I can negotiate with reality. I can communicate with the universe, consciously, awake, in real time. And I will have my own poetry, philosophy, insight, intuition. In fact, I have to. I must.
But here's the catch, which is more like a completely dark place we have to pass through before we can all share a universe again: each and every single individual person must, and will eventually, have their own personal, private, secret, encounter with the universe. That means I must be alone with the universe, without anyone else.
This isn't just about loneliness or solitude. This is about guiding myself, absolutely, on my own, through the dark place. Yes, I 'see' the universe, but everything that tells me what to think about that universe, is gone, invisible, muted. I have to learn for myself, directly, in the moment. I have to communicate directly with the universe, back and forth, until we get to know one another.

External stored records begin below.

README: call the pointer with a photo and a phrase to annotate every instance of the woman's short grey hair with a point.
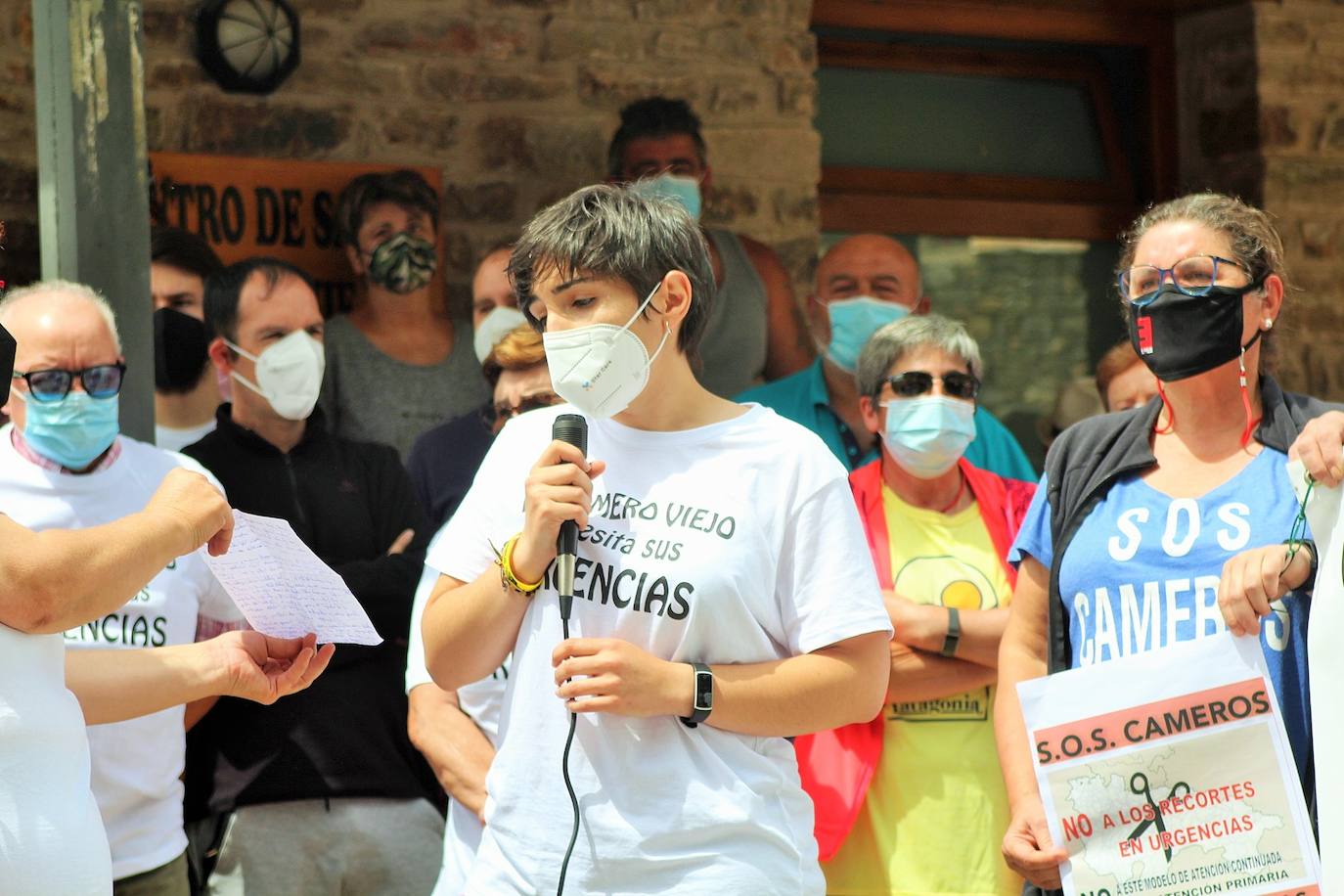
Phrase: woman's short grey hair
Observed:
(895, 340)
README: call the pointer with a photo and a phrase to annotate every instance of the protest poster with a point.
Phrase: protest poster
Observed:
(280, 207)
(1171, 773)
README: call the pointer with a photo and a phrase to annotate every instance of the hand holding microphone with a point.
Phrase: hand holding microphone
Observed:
(560, 489)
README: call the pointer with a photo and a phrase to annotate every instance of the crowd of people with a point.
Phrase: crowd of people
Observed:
(811, 564)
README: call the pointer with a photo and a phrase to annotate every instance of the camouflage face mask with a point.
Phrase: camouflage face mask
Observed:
(402, 263)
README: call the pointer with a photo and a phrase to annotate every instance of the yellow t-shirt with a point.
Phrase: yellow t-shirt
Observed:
(935, 812)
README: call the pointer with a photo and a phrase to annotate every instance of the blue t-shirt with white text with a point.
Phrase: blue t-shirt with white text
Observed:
(1142, 572)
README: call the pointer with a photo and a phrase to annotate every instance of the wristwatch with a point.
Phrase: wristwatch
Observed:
(949, 644)
(703, 702)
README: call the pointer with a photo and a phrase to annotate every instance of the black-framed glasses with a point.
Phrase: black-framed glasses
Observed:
(916, 383)
(101, 381)
(1193, 276)
(528, 403)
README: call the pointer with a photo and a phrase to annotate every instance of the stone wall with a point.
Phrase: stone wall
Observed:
(515, 100)
(1300, 57)
(1262, 115)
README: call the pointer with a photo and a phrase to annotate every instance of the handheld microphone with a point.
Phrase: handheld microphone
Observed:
(573, 430)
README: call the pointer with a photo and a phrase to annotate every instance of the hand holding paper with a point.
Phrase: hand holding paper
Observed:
(284, 589)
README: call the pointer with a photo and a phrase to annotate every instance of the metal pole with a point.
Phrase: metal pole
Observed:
(93, 191)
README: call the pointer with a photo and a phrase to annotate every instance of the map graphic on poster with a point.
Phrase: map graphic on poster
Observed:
(1185, 790)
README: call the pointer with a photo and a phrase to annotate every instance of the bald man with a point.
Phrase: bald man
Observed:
(64, 465)
(863, 283)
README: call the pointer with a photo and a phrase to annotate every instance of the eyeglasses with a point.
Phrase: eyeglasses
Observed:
(1193, 276)
(915, 383)
(528, 403)
(101, 381)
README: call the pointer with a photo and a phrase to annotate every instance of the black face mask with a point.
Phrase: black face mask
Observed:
(180, 345)
(1179, 335)
(7, 348)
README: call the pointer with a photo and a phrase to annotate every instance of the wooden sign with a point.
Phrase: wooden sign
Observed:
(277, 207)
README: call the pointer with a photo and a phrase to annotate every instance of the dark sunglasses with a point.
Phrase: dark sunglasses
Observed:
(915, 383)
(103, 381)
(530, 403)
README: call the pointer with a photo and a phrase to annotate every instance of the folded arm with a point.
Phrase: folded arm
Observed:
(918, 675)
(830, 687)
(924, 628)
(459, 752)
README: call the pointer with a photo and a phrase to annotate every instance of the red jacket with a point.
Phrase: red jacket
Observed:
(837, 766)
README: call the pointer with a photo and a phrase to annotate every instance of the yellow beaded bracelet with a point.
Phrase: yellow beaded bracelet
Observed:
(509, 579)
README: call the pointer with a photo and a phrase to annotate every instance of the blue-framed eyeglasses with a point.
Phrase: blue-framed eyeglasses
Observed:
(101, 381)
(1193, 276)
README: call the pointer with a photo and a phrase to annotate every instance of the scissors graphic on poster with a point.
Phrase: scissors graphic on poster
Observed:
(1139, 786)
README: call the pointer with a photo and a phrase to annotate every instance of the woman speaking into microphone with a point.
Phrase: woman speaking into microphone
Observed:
(722, 597)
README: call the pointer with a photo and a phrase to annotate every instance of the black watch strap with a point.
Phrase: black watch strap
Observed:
(1316, 558)
(703, 702)
(949, 644)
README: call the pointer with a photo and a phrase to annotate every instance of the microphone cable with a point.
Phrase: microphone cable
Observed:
(573, 430)
(568, 784)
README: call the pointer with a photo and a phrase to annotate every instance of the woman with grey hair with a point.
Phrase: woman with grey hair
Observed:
(938, 531)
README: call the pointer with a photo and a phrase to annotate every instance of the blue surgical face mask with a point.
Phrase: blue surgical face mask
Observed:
(668, 186)
(927, 435)
(854, 321)
(71, 431)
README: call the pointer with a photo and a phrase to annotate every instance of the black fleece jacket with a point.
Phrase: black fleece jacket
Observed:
(345, 735)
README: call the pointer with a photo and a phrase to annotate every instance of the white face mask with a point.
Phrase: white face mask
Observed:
(601, 368)
(495, 327)
(290, 374)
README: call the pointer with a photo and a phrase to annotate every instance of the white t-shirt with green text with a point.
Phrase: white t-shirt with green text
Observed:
(732, 543)
(136, 765)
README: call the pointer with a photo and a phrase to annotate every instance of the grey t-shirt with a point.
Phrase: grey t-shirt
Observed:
(370, 396)
(736, 341)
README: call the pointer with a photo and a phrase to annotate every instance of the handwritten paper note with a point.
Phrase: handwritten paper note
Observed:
(284, 589)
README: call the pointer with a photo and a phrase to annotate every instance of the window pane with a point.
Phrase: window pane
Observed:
(917, 121)
(1042, 310)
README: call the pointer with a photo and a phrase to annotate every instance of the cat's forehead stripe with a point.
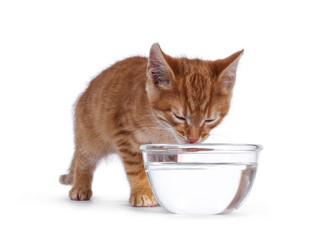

The fear, or the lie, or the established argument, is that if everything else really is muted, and there's just me, then really there'd be nothing, because I am nothing except in relation to what I can perceive, what is outside me, the external world, that orients me much, much, much more deeply than I consciously know.
The dark place is where you let go of everything external. It's supposed to be the edge of the mental world. Self, if it means anything, it means what you can describe in perceptual terms, in the broad sense of perceiving. So if you let go of everything external, then you've let go of almost everything that you recognize as part of you. As you.
I don't know if Emerson also meant the individual, rather than an age of people, who must have their own life with the universe, but I don't know of any other way for an age of people to do so unless some individuals are doing it.
This makes sense of my resort to privacy, and sleep, as premature attempts to turn inward and consciously walk through the dark place. If not premature, in any case, unsuccessful in teaching me to negotiate with the external world. Really, externality itself. I was tired of toeing the line, as my father taught me to do, but knew nothing else.
But I see no other way of learning to negotiate, than to become a being who knows what and who he is. And that requires being alone, with just the universe and me.